No. 15 Utah exploits ASU football’s diminished offensive line in Senior Night loss

The Sun Devils struggled to contain Hunter Dimick and the Utes' front seven

The word "decimate" has its roots in the Latin decimare, which means to “take or offer a tenth part.”

ASU football had 10 injured starters who were either ruled out or questionable for Thursday night’s game against No. 15 Utah – and three of them were on the offensive line.

The Sun Devils (5-5, 2-5 Pac-12) dropped their fourth straight game of the season, 49-26 to the Utes (8-2, 5-2 Pac-12) in what was largely due to the injuries suffered by key players up front. While junior center AJ McCollum did play, redshirt sophomore left guard Sam Jones and redshirt senior right guard Stephon McCray did not, due to a foot injury and an ailment that was undisclosed, respectively.

Late in the fourth quarter, redshirt junior center Tyler McClure left the field and returned to the locker room, before returning once more to the field. His status is unknown.


This instability has wreaked havoc on the unit, which has also cycled through quarterbacks – redshirt sophomore Manny Wilkins started and finished his first full game (except for ASU’s final possession when freshman Dillon Sterling-Cole was called upon for mop-up duty) since the Sun Devils beat Cal 51-41 on Sept. 24.

The gaps in the offensive line were on full display Thursday night, as they were in a 54-35 loss at Oregon – Wilkins was sacked nine times and Sterling-Cole was sacked twice, as the Utes set a school record with 22 tackles for loss.

Leading the charge for Utah was senior defensive end Hunter Dimick, who recorded nine tackles – five of which were sacks.

“We got sacked 11 times, which is ridiculous,” head coach Todd Graham said. “Our whole deal was to have no negatives and to take care of the football but we ended up with 11 sacks and 22 TFLs.
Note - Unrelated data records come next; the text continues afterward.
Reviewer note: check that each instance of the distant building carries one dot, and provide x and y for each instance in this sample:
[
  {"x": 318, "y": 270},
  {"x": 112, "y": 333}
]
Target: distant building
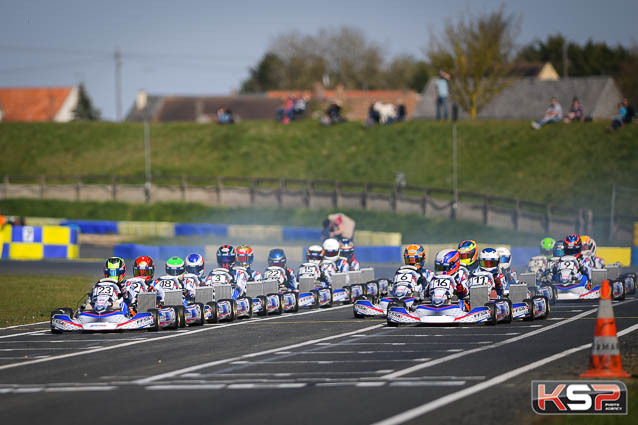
[
  {"x": 529, "y": 97},
  {"x": 159, "y": 108},
  {"x": 543, "y": 71},
  {"x": 38, "y": 104}
]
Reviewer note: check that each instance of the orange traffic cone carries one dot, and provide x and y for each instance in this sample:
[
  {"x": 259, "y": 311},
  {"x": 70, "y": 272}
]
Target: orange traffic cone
[{"x": 605, "y": 361}]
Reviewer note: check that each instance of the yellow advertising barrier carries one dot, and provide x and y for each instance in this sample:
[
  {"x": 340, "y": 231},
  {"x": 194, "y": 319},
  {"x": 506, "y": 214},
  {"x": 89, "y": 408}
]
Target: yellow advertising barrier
[{"x": 612, "y": 254}]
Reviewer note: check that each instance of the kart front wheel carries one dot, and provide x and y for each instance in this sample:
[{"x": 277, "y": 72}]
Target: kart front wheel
[
  {"x": 492, "y": 319},
  {"x": 155, "y": 316}
]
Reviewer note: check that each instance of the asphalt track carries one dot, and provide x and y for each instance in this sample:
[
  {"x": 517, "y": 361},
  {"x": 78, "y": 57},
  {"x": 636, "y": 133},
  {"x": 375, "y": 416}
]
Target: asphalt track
[{"x": 316, "y": 367}]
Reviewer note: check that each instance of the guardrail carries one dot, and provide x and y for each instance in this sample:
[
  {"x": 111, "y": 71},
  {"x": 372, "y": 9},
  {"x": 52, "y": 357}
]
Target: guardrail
[{"x": 507, "y": 213}]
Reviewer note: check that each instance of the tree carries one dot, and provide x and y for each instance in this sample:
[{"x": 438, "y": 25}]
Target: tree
[
  {"x": 84, "y": 110},
  {"x": 476, "y": 53},
  {"x": 267, "y": 75}
]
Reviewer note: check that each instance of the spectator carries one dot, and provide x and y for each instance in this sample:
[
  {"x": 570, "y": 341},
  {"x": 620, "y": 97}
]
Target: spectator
[
  {"x": 373, "y": 116},
  {"x": 441, "y": 94},
  {"x": 333, "y": 114},
  {"x": 619, "y": 119},
  {"x": 224, "y": 116},
  {"x": 553, "y": 114},
  {"x": 630, "y": 112},
  {"x": 401, "y": 112},
  {"x": 575, "y": 112}
]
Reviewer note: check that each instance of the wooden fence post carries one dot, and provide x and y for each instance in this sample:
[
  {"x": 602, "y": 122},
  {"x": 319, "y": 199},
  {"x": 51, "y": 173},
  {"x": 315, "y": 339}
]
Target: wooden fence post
[
  {"x": 43, "y": 182},
  {"x": 183, "y": 187},
  {"x": 114, "y": 189},
  {"x": 486, "y": 211},
  {"x": 78, "y": 188},
  {"x": 6, "y": 185},
  {"x": 218, "y": 189}
]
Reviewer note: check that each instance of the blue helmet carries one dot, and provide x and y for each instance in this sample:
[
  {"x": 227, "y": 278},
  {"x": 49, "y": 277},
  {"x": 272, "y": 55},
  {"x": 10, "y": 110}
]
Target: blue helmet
[
  {"x": 277, "y": 257},
  {"x": 195, "y": 265},
  {"x": 226, "y": 256}
]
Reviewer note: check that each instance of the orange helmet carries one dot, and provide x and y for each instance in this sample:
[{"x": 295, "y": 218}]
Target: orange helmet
[
  {"x": 414, "y": 255},
  {"x": 144, "y": 268}
]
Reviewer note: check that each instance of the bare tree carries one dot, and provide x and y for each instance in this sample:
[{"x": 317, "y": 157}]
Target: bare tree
[{"x": 476, "y": 51}]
It is hard to be successful when you’re doing that.”

Wilkins expressed frustration and disappointment in himself for taking big hits – though his mobility and knack for avoiding imminent danger on several occasions was a key reason why the Utah defense didn’t rack up even more impressive numbers.

Perhaps it was because he hadn’t established a rhythm, or perhaps it was that he was, like some critics said, taking too long to get the ball out.

“I’m not trying to take away from Utah,” Wilkins said. “Like I said before, they did a great job game planning for us. But those are just mental errors on my part. (The interceptions) are two errors I can’t do. Obviously there was a climb route down there in the end zone, and I just didn’t see a guy coming back across.

“Just have to know that we have points there regardless, we have the best field goal kicker in the nation. I just have to throw that away or get what I can get and get down. At the end of the game, just a simple concept. He made a good play, but I shouldn’t have thrown that ball.”

The lack of protection in the absence of Jones and McCray left Wilkins vulnerable from both sides – Dimick, who set a single-game school record, and senior defensive end Pita Taumoepenu, who recorded three sacks of his own, were relentless in their pass rush.

“I just need to get the ball out of my hands,” Wilkins said. “Obviously not take some of those hits. Just going through my reads and hitting the back when things aren’t there. I take full accountability for that, just have to make sure I get better and not make those same mistakes next week.”

It is difficult to overstate how fundamentally important an offensive line is to a team’s success. When junior running back Kalen Ballage set an FBS-single game record with eight rushing touchdowns against Texas Tech on Sept. 10, he brought the entire line with him to his postgame press conference to acknowledge their efforts.

No such luck tonight.

While Graham said ASU’s decision to decrease pressure with his defense had resulted in a decline in production, the opposite was true for Utah. The Utes’ risk-taking paid off by forcing Wilkins to make tough decisions in very finite windows of time and space.

“A lot of coverage sacks, quarterback dropbacks and having to double clutch and pull the ball down because there’s nowhere to go with it,” said Utah head coach Kyle Whittingham. “The pass rush did a nice job showing up.”

The similarities between the rhetoric Dimick used and how Graham and his players have approached their “attacking-style defense” were eerie.

“There was nothing we went after or noticed in particular,” Dimick said of ASU’s offensive protection scheme. “We take a lot of pride in pressuring the quarterback and that is the game plan.”

Even with Wilkins presumably as close to full-strength as he had been since his injury at USC, the Sun Devils were unable to stave off the Utes in the trenches or overcome Utah’s top-flight pass defense, and were ultimately beaten at their own game.